Purpose: We have demonstrated previously that intravitreal injection of adipose stromal cells (ASC) in the eyes of diabetic rats improved the retinal function. Well defined ASC population with highest safety and efficacy are needed to plan for future human clinical trials. Recently, CD146+ population of vascular pericytes have been recognized as potential utility in particular therapeutic areas. In this study, we aim to identify if CD146+ population of pericyte ASC have better ability to improve the retinal function in I/R model of retinopathy.

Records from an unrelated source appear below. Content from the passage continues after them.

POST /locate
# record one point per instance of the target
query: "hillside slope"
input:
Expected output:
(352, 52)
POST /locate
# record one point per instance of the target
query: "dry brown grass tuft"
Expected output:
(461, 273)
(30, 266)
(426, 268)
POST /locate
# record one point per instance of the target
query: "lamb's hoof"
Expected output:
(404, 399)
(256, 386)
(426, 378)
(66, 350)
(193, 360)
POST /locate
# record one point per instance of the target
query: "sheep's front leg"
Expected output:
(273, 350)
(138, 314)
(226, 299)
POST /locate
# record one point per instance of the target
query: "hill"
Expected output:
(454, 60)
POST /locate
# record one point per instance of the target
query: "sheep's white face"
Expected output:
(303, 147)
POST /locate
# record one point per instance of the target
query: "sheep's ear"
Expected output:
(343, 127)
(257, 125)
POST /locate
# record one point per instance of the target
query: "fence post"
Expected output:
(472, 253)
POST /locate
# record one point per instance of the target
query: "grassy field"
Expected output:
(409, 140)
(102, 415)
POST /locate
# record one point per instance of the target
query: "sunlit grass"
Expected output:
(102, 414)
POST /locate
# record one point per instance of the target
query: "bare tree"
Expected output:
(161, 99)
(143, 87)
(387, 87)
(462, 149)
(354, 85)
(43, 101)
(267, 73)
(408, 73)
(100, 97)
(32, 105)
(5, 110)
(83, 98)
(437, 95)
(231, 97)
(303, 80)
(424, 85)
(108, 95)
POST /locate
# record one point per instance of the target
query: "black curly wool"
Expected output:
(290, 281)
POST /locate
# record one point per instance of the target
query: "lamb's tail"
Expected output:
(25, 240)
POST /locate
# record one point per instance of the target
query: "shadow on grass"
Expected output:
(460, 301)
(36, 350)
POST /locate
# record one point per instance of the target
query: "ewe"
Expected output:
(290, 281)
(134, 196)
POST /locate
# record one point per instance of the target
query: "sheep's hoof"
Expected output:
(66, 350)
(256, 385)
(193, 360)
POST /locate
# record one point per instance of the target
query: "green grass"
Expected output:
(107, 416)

Methods: Unilateral retinal I/R were done in adult Lewis rats by transiently elevating the intraocular pressure for 1h. Uninjured eyes served as I/R controls. After day 7 of reperfusion the animals were randomized to receive intravitreal CD146+ ASC, CD146- ASC, (10,000 cells) or saline injections. After further 6-7 days, retinal function was assessed by Electroretinogram (ERG), retinal structure and thickness was assessed by optical coherence tomography (OCT) and retinal whole mounts and confocal microscopy for ASC localization to retinal vasculature.

Results: Retinal I/R resulted in a significant reduction in “b” wave amplitude (as measured by ERG) compared to anesthetized live un-injured control rats. Retinal I/R induced reduction in ‘b’ wave was significantly improved by CD146+ ASC compared with CD146- ASC at day-6 post injection (165.3 ± 24 v/s 211.5 ± 35 µvolts < 0.0343; N=6). In addition, at day 7 retinal I/R resulted in a significant reduction in total retinal thickness which was rescued with CD146+ ASC in I/R rats as assessed by OCT. Finally, confocal microscopy performed on retinal whole mounts from injured eyes that received CD146+ ASC demonstrated a significant localization and homing to the retinal vasculature in comparison to CD146- ASC cells.

Conclusions: Our findings suggest that CD146+ ASC improves the function of retina and rescues I/R injury induced retinal degeneration. Although more studies are warranted to understand the therapeutic potential of CD146+ ASC, our data suggests that CD146+ ASC have the highest ability to home and integrate into retinal vasculature, perhaps as perivascular pericytes to repair damaged retinal vasculature.